One of the strongest memories from my childhood in West Virginia is of listening to coal trains at all hours of the day and night. Train tracks divided our town in half, and the trains’ melancholy whistle was part of daily life. Every weekend my sister and I scraped together our allowance to go to the movies, and we had to cross under the train tracks to get there. The pedestrian passageway was dank and sinister, but we had to brave it. We raced under and back into the daylight as fast as we could and usually arrived at the theater with only minutes to spare.

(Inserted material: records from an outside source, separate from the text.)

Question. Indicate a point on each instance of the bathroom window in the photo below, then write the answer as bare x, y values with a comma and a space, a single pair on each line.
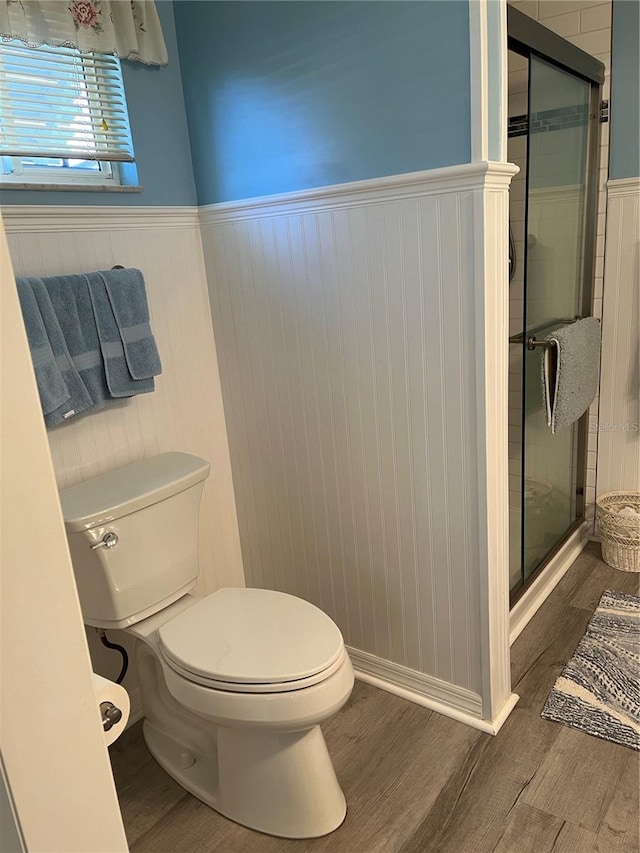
63, 119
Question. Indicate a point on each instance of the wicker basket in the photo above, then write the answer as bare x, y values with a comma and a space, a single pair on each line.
620, 533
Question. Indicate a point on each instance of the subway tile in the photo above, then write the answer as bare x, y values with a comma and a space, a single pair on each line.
604, 57
527, 7
550, 8
598, 288
565, 25
595, 18
599, 268
597, 308
596, 43
516, 62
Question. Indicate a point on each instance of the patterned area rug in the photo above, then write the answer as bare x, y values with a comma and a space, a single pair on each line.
599, 689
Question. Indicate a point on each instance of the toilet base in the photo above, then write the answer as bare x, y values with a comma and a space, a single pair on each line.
279, 783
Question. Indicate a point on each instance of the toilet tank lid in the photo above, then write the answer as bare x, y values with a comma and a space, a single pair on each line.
125, 490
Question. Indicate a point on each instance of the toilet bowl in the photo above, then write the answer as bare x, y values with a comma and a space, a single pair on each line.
234, 685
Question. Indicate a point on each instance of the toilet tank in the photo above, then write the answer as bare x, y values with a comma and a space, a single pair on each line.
152, 507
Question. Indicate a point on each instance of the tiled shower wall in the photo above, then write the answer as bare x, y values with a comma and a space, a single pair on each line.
587, 24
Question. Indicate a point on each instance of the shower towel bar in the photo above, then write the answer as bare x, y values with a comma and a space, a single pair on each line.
533, 342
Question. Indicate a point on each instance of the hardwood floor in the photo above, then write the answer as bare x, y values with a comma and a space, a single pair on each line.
418, 782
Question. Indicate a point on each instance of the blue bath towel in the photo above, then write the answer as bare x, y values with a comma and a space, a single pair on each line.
52, 388
71, 302
119, 379
128, 297
80, 399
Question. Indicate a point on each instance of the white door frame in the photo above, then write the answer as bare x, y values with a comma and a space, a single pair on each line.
59, 782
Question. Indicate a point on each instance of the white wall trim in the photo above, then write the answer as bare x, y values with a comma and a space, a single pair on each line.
623, 186
50, 218
479, 79
450, 179
491, 217
452, 701
535, 596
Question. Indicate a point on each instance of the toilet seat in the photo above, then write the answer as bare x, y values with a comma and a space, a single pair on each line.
252, 641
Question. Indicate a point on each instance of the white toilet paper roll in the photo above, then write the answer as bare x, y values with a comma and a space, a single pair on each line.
115, 694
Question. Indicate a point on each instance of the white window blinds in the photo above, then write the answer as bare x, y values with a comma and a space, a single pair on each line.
57, 102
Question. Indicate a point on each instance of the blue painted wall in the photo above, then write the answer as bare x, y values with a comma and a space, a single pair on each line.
494, 83
160, 137
624, 152
285, 96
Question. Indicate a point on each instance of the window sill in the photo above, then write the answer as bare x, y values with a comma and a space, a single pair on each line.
82, 188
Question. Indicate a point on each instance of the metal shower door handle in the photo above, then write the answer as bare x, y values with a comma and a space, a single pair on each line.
109, 540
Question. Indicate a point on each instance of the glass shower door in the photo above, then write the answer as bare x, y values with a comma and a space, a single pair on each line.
556, 192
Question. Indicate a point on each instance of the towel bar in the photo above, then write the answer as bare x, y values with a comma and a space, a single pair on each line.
532, 343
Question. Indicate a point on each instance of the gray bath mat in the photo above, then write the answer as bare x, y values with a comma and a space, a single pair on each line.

In my memory it was always summer, and we were always running from the heat of midday into the darkness under the 8th Street Viaduct. It was a fitting ritual to get to our favorite theater, the Keith Albee— a faded ’20’s movie palace with heavily gilded ceilings, dusty velvet curtains, and louche red carpeting. Gold ropes lined the stairs to the cavernous ladies lounge in the basement, which was filled with dusty abandoned parlor furniture and elaborately tiled floors. Matinees were never crowded, and the theater was a cool, private respite from the everyday world.
Kim and I saw every movie playing. Nobody paid much attention to PG or R ratings in those days. When I was twelve, we happened to go see a movie called Blood Simple. In my memory we sat alone in the theater, heads resting side by side against the worn padding of the seats, and soaked in the images: a twirling ceiling fan, a bloody knife, and despair etched on every plane of Frances McDormand’s beautiful face. And when we saw the names of Joel and Ethan Coen on the big screen, Kim told me that one day we would do the same thing. That was the kernel of the idea for the Spurlock Sisters Magic Movie Team.
And so that’s us—Rednecks, Amerasians, Cinephiles and Goofballs.